The Health Care Financing Administration (HCFA) is expanding Medicare coverage of liver transplants to include certain patients with primary hepatocellular carcinoma (HCC). This will be Medicare's first movement towards transplant coverage for a liver malignancy.
"This is another important example of how Medicare is reaching out to include more and more beneficiaries with potentially life-saving treatment," said Jeffrey Kang, M.D., director of HCFA's Office of Clinical Standards and Quality.
"Although we do not expect a large number of Medicare transplants for hepatocellular carcinoma, the procedure is extremely important because there are few alternative curative therapies for these patients," said Kang, chief clinical officer of HCFA, the federal agency that operates Medicare.
Kang said a technology assessment would be sought for other types of malignancies in an effort to further expand Medicare coverage. A technology assessment is a study conducted either internally by HCFA specialists or by an outside consulting firm.
Hepatocellular carcinoma is the predominant primary malignancy of the liver. It accounts for more than 80 percent of liver tumors. The tumors are predominantly found in male patients with cirrhotic livers from other disease, such as hepatitis.
Medicare has covered liver transplants for adults since 1990, beginning with limited coverage of only 7 diagnoses. Coverage was expanded significantly in 1996 and 1999 to include all types of end-stage liver disease except for malignancies.
Under a May 18, 2001 Decision Memorandum, Medicare announced that it intends to make a National Coverage Decision expanding coverage for patients with primary HCC if the patient is not a liver resection candidate, the patient's tumor(s) is less than or equal to 5 cm in diameter, there is no macrovascular involvement, and there is no identifiable extrahepatic spread of tumor to surrounding lymph nodes, lungs, abdominal organs, or bone.

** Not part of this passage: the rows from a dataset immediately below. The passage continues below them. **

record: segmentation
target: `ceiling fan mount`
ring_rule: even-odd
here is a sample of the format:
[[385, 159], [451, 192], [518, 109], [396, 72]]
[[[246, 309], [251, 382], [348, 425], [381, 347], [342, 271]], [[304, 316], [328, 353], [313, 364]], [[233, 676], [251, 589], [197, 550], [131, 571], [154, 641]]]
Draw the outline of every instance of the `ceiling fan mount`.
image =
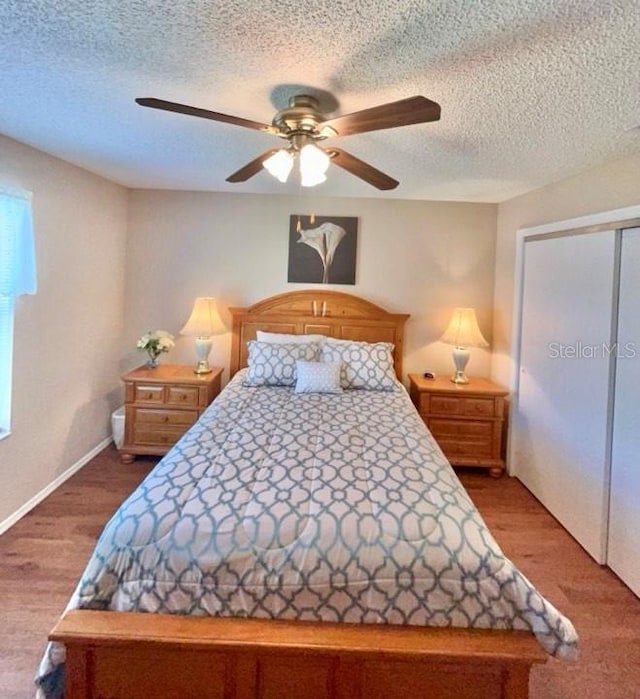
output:
[[[151, 107], [152, 109], [161, 109], [263, 131], [289, 141], [288, 148], [269, 149], [229, 175], [227, 182], [246, 182], [250, 177], [257, 175], [265, 168], [265, 163], [272, 159], [274, 155], [282, 154], [285, 156], [285, 159], [288, 156], [291, 156], [291, 159], [293, 159], [293, 157], [302, 152], [305, 146], [311, 145], [313, 146], [311, 150], [314, 152], [321, 151], [320, 155], [327, 164], [330, 159], [335, 165], [368, 182], [377, 189], [395, 189], [399, 182], [389, 177], [389, 175], [365, 163], [363, 160], [359, 160], [341, 148], [331, 147], [325, 150], [317, 146], [316, 141], [323, 141], [334, 136], [351, 136], [368, 131], [380, 131], [399, 126], [409, 126], [410, 124], [422, 124], [440, 119], [440, 105], [419, 95], [332, 119], [327, 119], [322, 114], [318, 100], [315, 97], [305, 94], [294, 95], [289, 99], [289, 106], [278, 111], [273, 117], [271, 124], [243, 119], [220, 112], [212, 112], [208, 109], [191, 107], [177, 102], [168, 102], [155, 97], [139, 97], [136, 99], [136, 102], [143, 107]], [[271, 168], [267, 169], [273, 172]], [[281, 181], [286, 181], [290, 169], [291, 166], [289, 165], [284, 179], [279, 177]], [[317, 184], [324, 180], [324, 176], [321, 173], [320, 178], [312, 177], [311, 180], [313, 184]], [[305, 185], [304, 176], [302, 184]]]
[[[265, 131], [287, 139], [303, 134], [310, 136], [315, 141], [337, 136], [338, 132], [331, 126], [320, 128], [320, 124], [324, 120], [324, 115], [320, 113], [318, 100], [315, 97], [294, 95], [289, 98], [289, 106], [276, 113], [272, 125]], [[292, 145], [295, 147], [293, 142]]]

The review of existing policy that led to the decision memorandum issued today was initiated internally at HCFA under the agency's new national coverage process, which bases coverage decisions on the best available scientific evidence. Scientific literature studied emphasized the appropriateness of performing transplants on carefully selected patients and used statistical techniques to identify significant risk factors, such as tumor size.